Shinto is frequently a theme in Japanese popular culture, including film, manga, anime, and video games. Shinto religion is at the core of Japanese culture and history and as such greatly affects the outcome of pop culture in modern Japan.

Some works in Japanese or international popular culture borrow significantly from Shinto myths, deities, and beliefs. Aside from the many games, movies, manga and other cultural products that mention the religion or the names of its deities, some anime, film, video games, or other works feature Shinto elements as central elements.

Shinto itself features in popular culture as folk Shinto or Minkan Shinto.

Anime and manga
Shinto motifs and themes such as kami (gods or spirits) and yokai (ghosts or demons) are particularly present in anime and manga.

In Dream Saga, the Earth is destroyed and recreated whenever humans have polluted it. This is done when Susanoo, the Shinto god of the sea and storms, (the brother to Amaterasu) consumes Amaterasu, the sun goddess. The two main characters, Yuuki and Takaomi, are given key roles in the process.

Film
Some Japanese films feature themes from Shinto religion or characters based on kami. This is especially the case in animated films, such as Hayao Miyazaki's Princess Mononoke or Spirited Away, but can also be seen in other films.

 The Three Treasures (1959) features several gods, including Amaterasu, Izanagi and others as characters.
In the Stargate series, Amaterasu is a Goa'uld System Lord who comes to Earth with Lord Yu and Camulus to form a temporary truce between Earth and the Goa'uld.
In Little Prince and the Eight-Headed Dragon Susanoo wishes to follow his mother, Izanami, to heaven when she dies, but his father, Izanagi, tells him he cannot.

Video games

Video games may relate to themes or characters from Shinto, as well as Buddhism, Christianity, and other religions. Such games may present a heterodox or alternative take on religion, or even parody traditional practice or belief. In addition to Shinto stories or kami, themes such as the sacredness of nature or the place of magic in everyday life are also visible in such games.
In the 2006 video game Ōkami, Amaterasu is depicted as a white wolf and she is the main protagonist of the game. As in the traditional Shinto, Amaterasu is the goddess of the sun, but in the game she controls many other powers as well by painting things. This depiction of Amaterasu is also a playable character in Marvel vs. Capcom 3: Fate of Two Worlds and Ultimate Marvel vs. Capcom 3.
In 2016, Amaterasu, Raijin, Susano, Izanami, in 2017, Hachiman, and in 2020, Tsukuyomi, were included as playable characters in the multiplayer online battle arena video game Smite.
In the 2022 game Overwatch 2, a new support hero, Kiriko, was introduced into the game at release. Her overall design and abilities are heavily influenced by spiritual objects based on Shintoism. Her attire is based on the attire worn by Shinto shrine maidens and her overall design incorporates allusions to Kitsune. Her abilities are also heavily influenced by spiritual objects associated with Shintoism, such as ofuda and suzu. Later in February 2023, a skin for her based on Amaterasu, the goddess of sun in Shinto, was added into the game in the battle pass.

Theatrical plays 
Yamata Amasung Keibu Keioiba () is a Meitei language play that interweaves the stories of the two legendary creatures, Yamata-no-Orochi slain by Susanoo for saving Kushinada of Shinto (Japanese folklore) and Keibu Keioiba of Meitei folklore (Manipuri folklore). In the play, the role of Yamata-no-Orochi was played by Maisnam Momocha, the role of Susanoo by Romario Thoudam Paona and the role of Kushinada by Roslin Akoijam Chanu.

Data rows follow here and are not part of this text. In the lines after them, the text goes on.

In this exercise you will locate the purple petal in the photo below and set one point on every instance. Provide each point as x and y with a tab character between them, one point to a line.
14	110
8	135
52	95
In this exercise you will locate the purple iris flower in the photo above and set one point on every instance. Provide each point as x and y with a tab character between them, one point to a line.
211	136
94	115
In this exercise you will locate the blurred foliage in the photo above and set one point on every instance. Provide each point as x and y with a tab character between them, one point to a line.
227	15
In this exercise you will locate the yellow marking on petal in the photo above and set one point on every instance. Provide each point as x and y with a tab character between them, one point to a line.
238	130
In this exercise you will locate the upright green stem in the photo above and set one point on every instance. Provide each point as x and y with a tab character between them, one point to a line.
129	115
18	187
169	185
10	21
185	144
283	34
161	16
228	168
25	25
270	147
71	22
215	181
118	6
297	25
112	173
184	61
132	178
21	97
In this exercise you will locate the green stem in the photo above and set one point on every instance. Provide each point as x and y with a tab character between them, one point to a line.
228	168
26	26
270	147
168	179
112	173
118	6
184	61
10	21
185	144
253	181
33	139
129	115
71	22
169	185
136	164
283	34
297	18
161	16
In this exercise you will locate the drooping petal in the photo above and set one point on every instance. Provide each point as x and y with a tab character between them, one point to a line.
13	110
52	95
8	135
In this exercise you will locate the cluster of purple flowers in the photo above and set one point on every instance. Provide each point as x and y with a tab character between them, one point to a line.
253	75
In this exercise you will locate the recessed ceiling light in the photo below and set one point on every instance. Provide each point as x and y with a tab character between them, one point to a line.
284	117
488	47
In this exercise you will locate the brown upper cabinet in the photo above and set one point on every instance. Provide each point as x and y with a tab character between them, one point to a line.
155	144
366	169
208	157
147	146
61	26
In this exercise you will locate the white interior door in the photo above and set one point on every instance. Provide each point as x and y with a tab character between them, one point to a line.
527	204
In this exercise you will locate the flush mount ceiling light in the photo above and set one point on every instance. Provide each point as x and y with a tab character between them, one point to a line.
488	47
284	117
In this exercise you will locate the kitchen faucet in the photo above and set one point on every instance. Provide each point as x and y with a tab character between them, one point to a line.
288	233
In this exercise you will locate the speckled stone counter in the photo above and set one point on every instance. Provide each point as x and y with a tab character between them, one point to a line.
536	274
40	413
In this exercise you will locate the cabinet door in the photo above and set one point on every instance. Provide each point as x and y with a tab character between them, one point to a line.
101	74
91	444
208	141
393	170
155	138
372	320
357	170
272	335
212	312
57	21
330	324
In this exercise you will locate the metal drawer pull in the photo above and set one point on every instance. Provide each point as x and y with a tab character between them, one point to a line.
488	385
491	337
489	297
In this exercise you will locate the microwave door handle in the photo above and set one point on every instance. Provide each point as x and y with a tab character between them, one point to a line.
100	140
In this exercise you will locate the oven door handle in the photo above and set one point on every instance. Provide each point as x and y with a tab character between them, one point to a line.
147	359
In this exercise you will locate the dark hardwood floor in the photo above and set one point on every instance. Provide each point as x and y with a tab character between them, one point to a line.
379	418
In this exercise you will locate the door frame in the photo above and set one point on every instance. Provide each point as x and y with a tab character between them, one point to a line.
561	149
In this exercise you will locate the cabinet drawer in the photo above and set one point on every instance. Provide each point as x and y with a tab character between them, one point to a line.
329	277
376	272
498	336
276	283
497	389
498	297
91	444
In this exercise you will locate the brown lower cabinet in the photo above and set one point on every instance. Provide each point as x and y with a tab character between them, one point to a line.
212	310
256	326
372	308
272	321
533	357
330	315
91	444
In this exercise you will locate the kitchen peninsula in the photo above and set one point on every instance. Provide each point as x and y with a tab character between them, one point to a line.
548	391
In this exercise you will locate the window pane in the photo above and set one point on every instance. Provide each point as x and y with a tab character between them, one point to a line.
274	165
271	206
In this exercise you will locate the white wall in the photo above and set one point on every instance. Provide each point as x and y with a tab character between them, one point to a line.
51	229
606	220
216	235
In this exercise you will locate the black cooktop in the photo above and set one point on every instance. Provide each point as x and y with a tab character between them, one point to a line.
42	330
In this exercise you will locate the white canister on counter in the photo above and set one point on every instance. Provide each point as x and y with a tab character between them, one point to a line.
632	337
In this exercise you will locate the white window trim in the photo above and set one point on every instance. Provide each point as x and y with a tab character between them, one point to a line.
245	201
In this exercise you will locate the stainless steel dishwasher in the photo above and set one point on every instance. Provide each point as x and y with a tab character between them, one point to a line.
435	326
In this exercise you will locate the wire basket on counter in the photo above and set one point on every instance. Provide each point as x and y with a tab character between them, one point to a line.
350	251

Other works of popular culture
Shinto stories or kami also appear in other works of popular culture, including work set in Japan but produced outside of the country.
The Shinto deities Izanami and Izanagi (the latter incorrectly spelled as "Izaghi") appear in Puccini's opera Madama Butterfly.
The Shinto deities Izanami and Izanagi (spelled "Izanaki") appear in Natsuo Kirino's The Goddess Chronicle.
In the novel, Giles Goat-Boy, author John Barth makes reference to the people of Japan as the "Amaterasu," who were EATEN by WESCAC (a reference to the atomic bombing of Hiroshima and Nagasaki) during the "Second Campus Riot" (World War II).
Izanagi and Izanami appear as minor supporting characters in the Teenage Mutant Ninja Turtles Adventures comic book series, aiding the Turtles and their allies in battle against a powerful demon whose emergence from a damaged nuclear reactor threatens the safety of all Japan.
Several kami, including Susano-o-no-mikoto, Izanami, and Tsukuyomi, appear as supporting characters in the Vertigo Comics series Sandman and its spinoff Lucifer.